I’m getting back into the SCA. That’s the Society for Creative Anachronism,
>*…an international living history group with the aim of studying and recreating mainly Medieval European cultures and their histories before the 17th century.*
I used to be in the SCA as a teen. I have thought about it for a few years but decided against it because the kids were too young. They keep growing up, these kids, so I’m going to take the plunge.
The two things that tipped me over the edge were S.M. Stirling’s novels of The Change – most particularly the first three, Dies the Fire, The Protector’s War and A Meeting at Corvallis – and the plan of study for the Gleeschool this year: the Middle Ages.

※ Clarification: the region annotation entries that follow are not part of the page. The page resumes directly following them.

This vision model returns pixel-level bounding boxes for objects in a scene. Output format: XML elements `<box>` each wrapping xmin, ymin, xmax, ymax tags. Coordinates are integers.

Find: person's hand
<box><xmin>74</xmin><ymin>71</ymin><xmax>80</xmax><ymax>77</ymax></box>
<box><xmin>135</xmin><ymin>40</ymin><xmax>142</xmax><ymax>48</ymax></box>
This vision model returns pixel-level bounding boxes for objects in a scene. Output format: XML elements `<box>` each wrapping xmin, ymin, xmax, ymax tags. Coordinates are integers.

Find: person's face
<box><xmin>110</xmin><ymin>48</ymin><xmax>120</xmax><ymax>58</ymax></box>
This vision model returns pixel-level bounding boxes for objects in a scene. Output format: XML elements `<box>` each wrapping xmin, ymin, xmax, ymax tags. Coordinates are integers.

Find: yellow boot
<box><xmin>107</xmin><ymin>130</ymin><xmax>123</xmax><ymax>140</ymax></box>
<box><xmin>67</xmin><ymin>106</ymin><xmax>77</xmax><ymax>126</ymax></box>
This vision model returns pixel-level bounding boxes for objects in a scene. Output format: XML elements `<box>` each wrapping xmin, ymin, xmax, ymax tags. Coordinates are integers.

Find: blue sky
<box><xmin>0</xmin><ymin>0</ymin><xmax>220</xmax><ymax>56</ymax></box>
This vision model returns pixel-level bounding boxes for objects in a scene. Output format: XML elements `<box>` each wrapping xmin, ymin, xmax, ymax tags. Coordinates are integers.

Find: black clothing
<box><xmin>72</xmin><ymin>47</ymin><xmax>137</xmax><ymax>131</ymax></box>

So I want things like this (hold the rayon, please)
Linen Fabrics at Dharma Trading Co.
and perhaps a pair of these, with decidedly non-period soles, thanks.
Of course we’ll need some outerwear from this
The plan is for me, Faith and Abby to get set up first. Then, we can see whether we like it before going all-in as a family. Bede, while very appropriately named for a historical reenactor, is maybe not so much the fan. We’ll see.
I’m glad that the period I’m interested in has nice, simple clothing. I’m leaning toward ninth century Ireland. And at this point that means everyone gets ninth century Ireland.
This is completely insane.
12 thoughts on “getting carried away”
Woooo hoooo! Insane? Maybe but fun too. I bet the girls will just eat it up! This is one of those 1001 reasons. 🙂
No, not insane. It will be grand fun! Much more than going bowling.
I'm so excited for you! And I think Faith and Abby will love it. I wish my schedule were more predictable. I would love to join, too! 🙂
oh man that is soooo exciting!!! if you have need of my sewing skills—-that is the area that I am most gifted in 😀
I've been enjoying your posts about your middles ages studies because that's where we are, too, this year, and there's a lot of crossover between our booklists. When I was gathering materials early in the summer, I got started on a huge internet rabbit trail about the SCA. I knew Sandra Dodd was heavily involved for many years, and her site started me on a major reading/clicking binge. My older girls got sucked in too, and we thought seriously about attending some SCA events/meetings in our area, but we weren't sure where to start. They've been asking about it again this week, now that we've officially started our middle ages reading lists. So this post gave me a big smile–and a wave of envy! The whole garb thing is what overwhelms me…I love the thought of it, but clothes-sewing is so far out of my wheelhouse.
I hope you'll post pictures of your costumes!
I recommend The Knights Next Door: Everyday People Living Middle Ages Dreams. Because I know you don't have anything to read.
As far as not being able to sew, a search for “quilt” on your blog shows you TOTALLY lie :-). I have no idea how to sew. I just got my first sewing machine and I'm going to learn so I can sew garb. It looks pretty simple.
LOL!! Quilt squares = all straight seams (at least for me, so far). Clothing = SCARE THE PANTS OFF ME. 😉
But if you're a newbie too, I feel braver! What I think I need to do is hand the machine over to the children. This could be our big project for the year…
I wandered over from The Bonny Glen (Thanks, Liss!) and had to leave a comment. My husband and I have been reading Stirling's Change novels and this weekend our family went to our local Ren fair. This visit sparked many discussions about the SCA, the Change and the historical accuracy (or lack thereof) of most of the costumes we saw. We also discussed the many reasons people are drawn to the Middle Ages and to dressing in costume. So much grist for good conversation!
I look forward to seeing your Irish costumes as I'm rather fascinated with Medieval Irish history myself.
I'm tremendously excited about the whole thing.
Aren't the Change books great! Honestly, they have 'changed' (ha, ha) the way we talk about things around here. “I don't think I want a Kindle after all. It won't work after the Change.” and so forth.
Of course that assumes we survive at all, no mean trick. Hence the SCA! Meet new friends and then (pretend to) kill them!
Phoebe, I love this. 🙂 My friend Deirdre and I have had on ongoing conversation for years about what we'll do “when the grid goes down”–sounds like the equivalent of the Change. We joke about how I have all the books about homesteading/herbal remedies/preindustrial arts and crafts (a huge collection I amassed while researching Martha and Charlotte), and I've a disassembled loom in the garage, so these assets will earn me a tent on her property, where there is an underground water supply, when the grid goes down. But all I have are the books–no actual skills. LOL.
I'll weep over my Kindle after the Change! We can use it to hold open the pages of the homesteading books. 😉
P.S. I am now giggling about the thought of reading Stirling's novels on my Kindle. Hee!
Oh my gosh, I'm a serial commenter today. Just wanted to add that I'd love to hear more about your “why people are drawn to the Middle Ages” conversation, Melanie!